ヒトは言葉を交わしてわかりあう種族なんでちから、好意なんて言ってなんぼでちよ!

「って、エル・トゥが言ってたんだ」
「そうか」

 蒼天街からアパルトメントへ帰ってきたルカが、キッチンで鍋を回してる俺の後ろにやっきて、もじもじしながらピタリと背中にくっついてくる。
 言葉の足りない俺がなんと応えるのか、興味半分、怖さ半分か、そわそわしながら反応を待っているような気配が伝わってくる。

 可愛くて仕方ない。

 と、いつも思っていることを口に出してやればいいのだろうが、この捻くれた己の口は言葉を上手く出してはくれない。
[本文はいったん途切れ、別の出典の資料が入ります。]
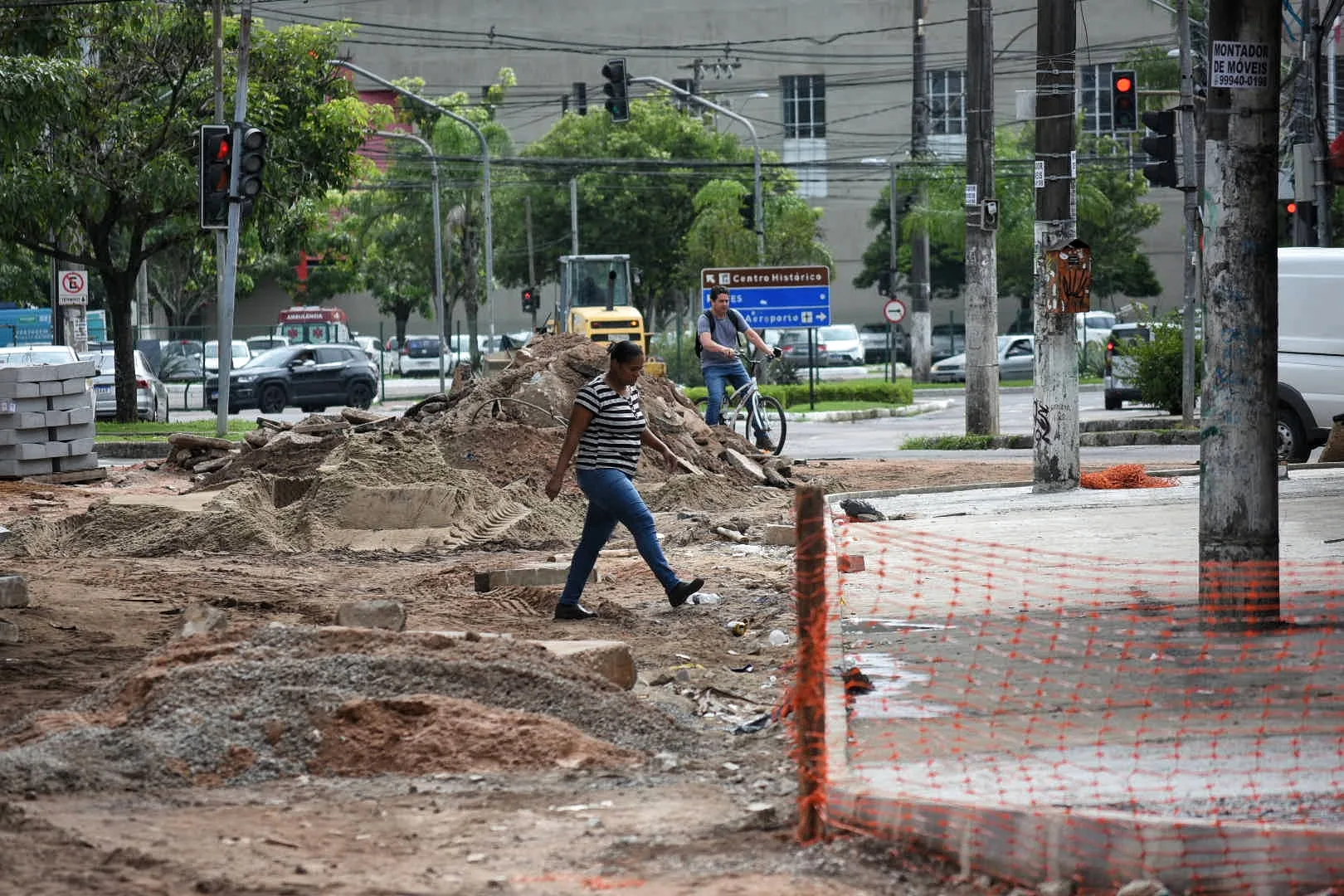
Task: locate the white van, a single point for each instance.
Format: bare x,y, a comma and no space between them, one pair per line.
1311,348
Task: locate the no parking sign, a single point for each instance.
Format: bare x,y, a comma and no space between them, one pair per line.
73,288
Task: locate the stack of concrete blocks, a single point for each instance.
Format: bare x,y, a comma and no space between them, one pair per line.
46,419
 エル・トゥなどという年若い子竜に言われたから言うのも癪に触る。
 お玉でスープを小皿に掬って軽く冷ましてからルカの口元へ運ぶ。俺を見上げたままゆっくりと口をつけ、考えるように瞬きする。
「どうだ?」
「いいと思う!」
「じゃあ、夕飯はこれでいいな」
 火を止めて鍋の蓋を閉める。まだ背中に張り付いているルカの脇を抱えて肩に担ぐ。
「わっ、なに?」
 多少は成長して肉付きは良くなっているが、まだ細くて軽い。
 担いで顔の横にあるミコッテらしい丸い尻を、短いスカートの下から手を差し込んで揉むと小さい悲鳴が上がった。
「ま、まだ外、明るいぞ」
「部屋の中だろ。俺しか見てない」
 下着のラインにそって内側の尻肉をなぞると、くすぐったいのか愛らしい声が上がっている。
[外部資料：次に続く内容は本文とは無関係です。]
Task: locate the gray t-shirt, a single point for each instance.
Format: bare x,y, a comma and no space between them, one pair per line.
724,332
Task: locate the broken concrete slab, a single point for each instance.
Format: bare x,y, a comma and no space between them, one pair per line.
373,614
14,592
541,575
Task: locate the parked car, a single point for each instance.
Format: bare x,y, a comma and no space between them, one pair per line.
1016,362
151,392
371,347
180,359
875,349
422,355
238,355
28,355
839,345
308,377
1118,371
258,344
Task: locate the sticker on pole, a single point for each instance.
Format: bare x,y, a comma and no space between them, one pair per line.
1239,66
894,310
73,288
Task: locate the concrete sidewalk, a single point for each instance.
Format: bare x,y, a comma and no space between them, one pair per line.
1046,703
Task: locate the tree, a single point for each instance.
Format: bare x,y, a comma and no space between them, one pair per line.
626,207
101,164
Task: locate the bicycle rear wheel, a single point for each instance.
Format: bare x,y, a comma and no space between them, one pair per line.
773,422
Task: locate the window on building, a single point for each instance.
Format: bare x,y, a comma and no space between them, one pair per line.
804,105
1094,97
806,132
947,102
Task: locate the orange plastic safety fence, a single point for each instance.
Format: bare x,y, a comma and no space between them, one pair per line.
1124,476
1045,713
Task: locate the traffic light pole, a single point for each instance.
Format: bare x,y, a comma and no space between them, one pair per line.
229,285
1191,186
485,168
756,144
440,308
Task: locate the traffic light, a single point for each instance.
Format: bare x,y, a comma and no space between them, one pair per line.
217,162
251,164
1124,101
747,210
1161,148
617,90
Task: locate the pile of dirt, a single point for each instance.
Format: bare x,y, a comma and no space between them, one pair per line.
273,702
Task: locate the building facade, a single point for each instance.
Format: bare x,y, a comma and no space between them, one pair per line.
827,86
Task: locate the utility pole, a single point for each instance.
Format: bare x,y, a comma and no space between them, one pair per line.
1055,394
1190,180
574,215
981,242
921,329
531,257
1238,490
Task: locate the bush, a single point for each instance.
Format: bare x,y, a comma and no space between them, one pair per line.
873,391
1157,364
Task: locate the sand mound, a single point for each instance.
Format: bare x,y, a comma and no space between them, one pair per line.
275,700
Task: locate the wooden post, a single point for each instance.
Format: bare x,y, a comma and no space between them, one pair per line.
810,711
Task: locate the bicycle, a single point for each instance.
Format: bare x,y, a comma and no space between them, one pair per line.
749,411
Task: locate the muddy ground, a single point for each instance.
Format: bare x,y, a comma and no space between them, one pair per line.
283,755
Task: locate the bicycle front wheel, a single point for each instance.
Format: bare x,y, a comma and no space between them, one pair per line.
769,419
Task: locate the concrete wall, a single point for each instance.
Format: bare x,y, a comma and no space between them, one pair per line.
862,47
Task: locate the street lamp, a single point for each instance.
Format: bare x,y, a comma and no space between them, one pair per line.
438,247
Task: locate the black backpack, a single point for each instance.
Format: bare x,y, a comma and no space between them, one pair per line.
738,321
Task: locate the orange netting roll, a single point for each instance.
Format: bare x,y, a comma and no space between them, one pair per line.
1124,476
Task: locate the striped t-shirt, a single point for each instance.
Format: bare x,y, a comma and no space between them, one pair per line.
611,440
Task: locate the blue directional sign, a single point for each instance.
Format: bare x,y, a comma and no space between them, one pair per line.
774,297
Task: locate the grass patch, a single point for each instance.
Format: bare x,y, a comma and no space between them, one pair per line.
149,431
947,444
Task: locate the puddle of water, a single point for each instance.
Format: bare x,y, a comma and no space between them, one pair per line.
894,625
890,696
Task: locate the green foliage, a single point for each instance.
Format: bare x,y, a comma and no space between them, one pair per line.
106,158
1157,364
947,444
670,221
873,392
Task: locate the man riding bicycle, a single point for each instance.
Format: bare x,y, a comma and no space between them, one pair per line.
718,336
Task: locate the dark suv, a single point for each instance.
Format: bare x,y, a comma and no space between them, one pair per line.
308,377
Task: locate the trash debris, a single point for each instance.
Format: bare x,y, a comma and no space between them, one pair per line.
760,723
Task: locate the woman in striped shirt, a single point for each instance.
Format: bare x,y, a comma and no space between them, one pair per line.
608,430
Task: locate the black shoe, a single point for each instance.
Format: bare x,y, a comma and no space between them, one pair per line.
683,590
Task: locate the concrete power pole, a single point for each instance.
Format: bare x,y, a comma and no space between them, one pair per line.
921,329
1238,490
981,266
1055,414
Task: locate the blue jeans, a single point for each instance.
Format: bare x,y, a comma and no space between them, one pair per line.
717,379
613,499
 ベッドに寝かせて丸い額や、柔らかい頬に口付けていく。頭の上にある弾力のある耳をぐにぐにと揉むとふにゃりと顔が緩む。
……エスティニアン」
「なんだ?」
「大好き」
……っ、お前が言うのかよ」
「言ってなんぼなんだぞ」
 ――ソワソワしてたのは、俺に言ってほしいからじゃなくて自分で言いたかったからか。
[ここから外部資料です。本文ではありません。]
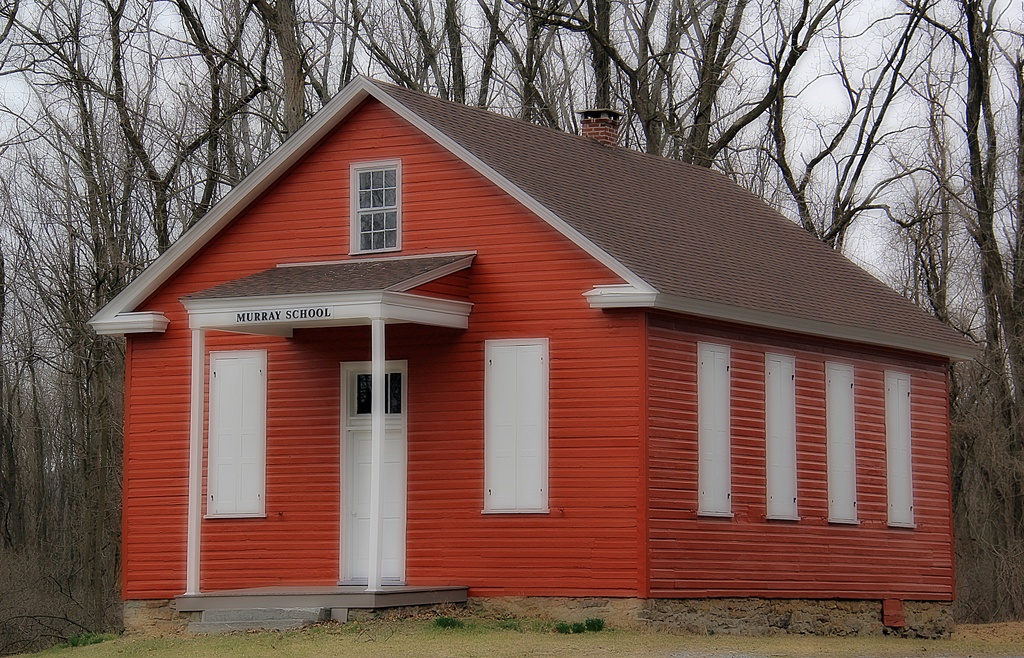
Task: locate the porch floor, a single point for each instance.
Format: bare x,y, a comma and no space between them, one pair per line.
336,597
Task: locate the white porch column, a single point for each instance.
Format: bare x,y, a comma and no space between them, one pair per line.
378,391
196,459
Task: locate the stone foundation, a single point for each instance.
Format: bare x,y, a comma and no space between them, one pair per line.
731,616
700,616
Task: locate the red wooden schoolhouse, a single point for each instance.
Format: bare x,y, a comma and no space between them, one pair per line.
425,352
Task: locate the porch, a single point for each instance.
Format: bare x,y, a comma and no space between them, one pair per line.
340,597
289,608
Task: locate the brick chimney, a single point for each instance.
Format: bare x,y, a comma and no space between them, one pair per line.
602,125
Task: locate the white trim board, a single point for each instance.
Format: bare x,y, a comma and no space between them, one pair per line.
339,309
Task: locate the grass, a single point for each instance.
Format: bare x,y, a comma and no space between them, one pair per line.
522,638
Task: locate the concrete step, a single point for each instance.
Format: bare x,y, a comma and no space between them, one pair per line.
222,621
310,615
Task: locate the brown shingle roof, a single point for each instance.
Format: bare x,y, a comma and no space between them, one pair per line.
686,230
349,276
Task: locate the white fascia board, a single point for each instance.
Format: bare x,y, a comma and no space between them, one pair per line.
622,297
138,322
514,190
341,309
265,175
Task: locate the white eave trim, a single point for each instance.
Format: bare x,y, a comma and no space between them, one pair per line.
296,147
513,190
627,297
269,315
138,322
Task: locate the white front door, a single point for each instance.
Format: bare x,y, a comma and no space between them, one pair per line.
355,473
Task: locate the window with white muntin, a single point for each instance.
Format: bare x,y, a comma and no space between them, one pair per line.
376,207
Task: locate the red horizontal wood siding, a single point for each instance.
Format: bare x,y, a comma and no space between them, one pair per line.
749,556
526,281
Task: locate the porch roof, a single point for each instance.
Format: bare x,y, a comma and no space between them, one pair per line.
291,296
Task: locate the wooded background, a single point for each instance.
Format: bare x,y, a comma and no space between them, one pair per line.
893,130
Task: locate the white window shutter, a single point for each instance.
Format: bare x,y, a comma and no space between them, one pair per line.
500,430
714,449
516,426
842,452
531,413
898,463
780,436
238,434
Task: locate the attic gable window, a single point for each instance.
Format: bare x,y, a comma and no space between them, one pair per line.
376,207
 苦手だからと身構えてた自分の小ささに呆れてしまう。
……俺もお前が好きだ。愛してる」
……え」
 木の実のような丸い目がより大きく見開く。信じられないという顔を見せてから、ぶわっと耳の毛が膨らんで頬が真っ赤に染まっていく。
「誰より大事にしているつもりだが、言わせてばかりだからな……ルカ?」
 両手が伸びて首にしがみつかれる。顔は胸元に隠して見せてくれない。
 耳が伏せってぴこぴこと揺れて、俺の顎を叩く。
「ちょっとだけ……ぎゅってしてて」
 掠れた声で囁かれ、落っこちないように背中に手を回して抱きしめる。
 今、この手を振り解いて顔を覗いたら最高に可愛い顔をしてくれているかもしれない。
 見てしまいたい欲望と戦いながら、ルカが落ち着くまでゆっくりと背中を撫でていた。